Jimmy L. Mitchell, Institute for Job & Occupational Analysis,
San Antonio, TX
Johnny J. Weissmuller, Metrica, Inc., San Antonio, TX
Winston Bennett, Jr., Air Force Research Laboratory, Mesa, AZ
Abstract
As part of the research and development of a prototype internet survey software capable of handling typical occupational analysis (OA) task lists, some research was conducted to explore the possible impacts of the new survey form (internet) on data quality and reliability (Stanton, 1998). The objectives of this research were to find new ways to enhance data collection efficiency, as well as improve data quality. Such improved data collection methods have considerable promise for use in training evaluation, occupational analysis, and as a way to expedite data for emerging decision support systems (DSSs) used in making critical manpower, personnel, and training (MPT) decisions (Bennett, Sego, Teachout & Phalen, 1994; Mitchell, Bennett, & Yadrick, 1993).Since a Behavioral Scientist (AFS 3BSX1b) survey was recently completed by the Air Force Occupational Measurement Squadron using disk-based surveying technology (OASurv), this officer specialty was selected for an experimental study to test the equivalency of Internet surveying. The questions of interest in this experiment involved having all respondents rate major duty areas in terms of which duties they perform and then to present the tasks to be rated either in inventory order (the traditional way) or in descending order of rated importance (omitting those rated as not performed). This presentation order should control for the effects of fatigue on long surveys (i.e., those with many tasks) and should insure that all important duties are rated first. Those rated last would be the tasks where few people perform or where trivial amounts of job time are involved (Weissmuller & Mitchell, 1998). Theoretically, this tailored survey should develop more reliable information and should take considerably less time to complete, thus minimizing the amount of job time invested in survey data collection. Such an approach was used successfully in the recent U.S. Army Enlisted Common Soldiers Task survey to cope with a 900-item task list administered to about 20,000 soldiers.
Experimental Design
Key questions to be answered in this experiment were as follow:
Will Presentation Order Impact Group Job Description?
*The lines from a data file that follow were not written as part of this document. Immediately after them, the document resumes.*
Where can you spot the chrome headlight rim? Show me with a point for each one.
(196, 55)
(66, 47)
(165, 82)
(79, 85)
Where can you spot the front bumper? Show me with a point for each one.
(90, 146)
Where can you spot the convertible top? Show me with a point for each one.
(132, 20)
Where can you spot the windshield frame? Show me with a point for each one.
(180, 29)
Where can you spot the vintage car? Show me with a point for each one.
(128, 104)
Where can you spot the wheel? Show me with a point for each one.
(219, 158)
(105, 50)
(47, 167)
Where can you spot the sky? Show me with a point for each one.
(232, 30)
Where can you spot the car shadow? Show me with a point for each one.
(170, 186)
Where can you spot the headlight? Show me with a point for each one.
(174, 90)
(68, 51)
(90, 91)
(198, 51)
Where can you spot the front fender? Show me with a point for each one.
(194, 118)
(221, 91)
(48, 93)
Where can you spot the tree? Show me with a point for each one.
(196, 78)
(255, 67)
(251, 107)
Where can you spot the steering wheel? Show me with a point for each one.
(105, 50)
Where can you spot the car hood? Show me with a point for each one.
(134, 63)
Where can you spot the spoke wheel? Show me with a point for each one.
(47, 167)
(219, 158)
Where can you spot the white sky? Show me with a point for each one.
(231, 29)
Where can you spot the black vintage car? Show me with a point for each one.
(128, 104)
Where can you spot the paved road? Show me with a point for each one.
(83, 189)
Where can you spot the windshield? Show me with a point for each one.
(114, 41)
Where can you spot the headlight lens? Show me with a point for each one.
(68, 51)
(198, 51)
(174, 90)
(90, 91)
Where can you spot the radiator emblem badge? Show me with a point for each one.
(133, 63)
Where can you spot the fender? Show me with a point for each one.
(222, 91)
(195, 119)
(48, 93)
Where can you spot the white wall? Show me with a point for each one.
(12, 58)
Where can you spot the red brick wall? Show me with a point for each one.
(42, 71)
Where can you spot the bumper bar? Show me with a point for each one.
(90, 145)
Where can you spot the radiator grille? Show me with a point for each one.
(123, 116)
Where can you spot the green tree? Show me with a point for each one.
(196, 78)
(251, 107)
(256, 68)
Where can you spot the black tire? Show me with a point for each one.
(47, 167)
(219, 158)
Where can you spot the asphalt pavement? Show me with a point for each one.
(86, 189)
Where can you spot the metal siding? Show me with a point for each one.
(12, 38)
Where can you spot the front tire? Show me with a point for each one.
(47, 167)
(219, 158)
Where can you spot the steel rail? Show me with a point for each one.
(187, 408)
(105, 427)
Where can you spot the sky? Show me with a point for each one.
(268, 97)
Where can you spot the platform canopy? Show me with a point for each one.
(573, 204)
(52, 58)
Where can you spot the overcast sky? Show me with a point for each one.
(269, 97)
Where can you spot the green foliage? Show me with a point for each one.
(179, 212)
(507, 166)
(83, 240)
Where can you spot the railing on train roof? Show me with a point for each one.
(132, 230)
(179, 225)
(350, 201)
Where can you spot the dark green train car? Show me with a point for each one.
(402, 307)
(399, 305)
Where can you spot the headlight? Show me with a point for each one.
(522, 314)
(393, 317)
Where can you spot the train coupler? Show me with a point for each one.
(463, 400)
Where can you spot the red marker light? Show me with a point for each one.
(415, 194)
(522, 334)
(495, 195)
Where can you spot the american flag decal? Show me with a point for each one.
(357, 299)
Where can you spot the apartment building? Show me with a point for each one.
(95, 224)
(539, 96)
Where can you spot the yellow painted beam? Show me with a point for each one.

Less Time to Complete Survey?
To address these issues, the GenSurv version of the Behavioral Scientist survey was developed to include a random assignment of cases to two different survey forms, one in traditional "Lock Step" inventory order, and one based of descending order of rated importance of duties in present job (i.e., "how much is this duty a part of your job?"). In both forms, the incumbent was asked to rate the tasks in terms of relative time spent (RTS), which is the usual scale used in the Air Force occupational survey program.Can the experiment be done quickly using an Internet Survey? Additionally, some questions were included at the end of the normal survey to assess the attitudes of survey respondents toward the survey in terms of what percentage of their present job is covered by the tasks they rated and how long it took to complete the survey. Provision was also made for survey takers to write-in any comments they wanted about the survey and the experimental process.
Sample
Since this was the first operational data collection using GenSurv, we felt that we should use the study as a pilot test of the software. Thus, the members of the Air Force Occupational Measurement Squadron were ideal subjects for the experiment; they are now the largest single concentration of Behavioral Scientists (military and civilian) in the Air Force. A side benefit would be to let AFOMS members become familiar with the software, which might be used in future Air Force internet surveys. Thus, we included provision for them to record any suggestions they might have about what should be in military internet surveys.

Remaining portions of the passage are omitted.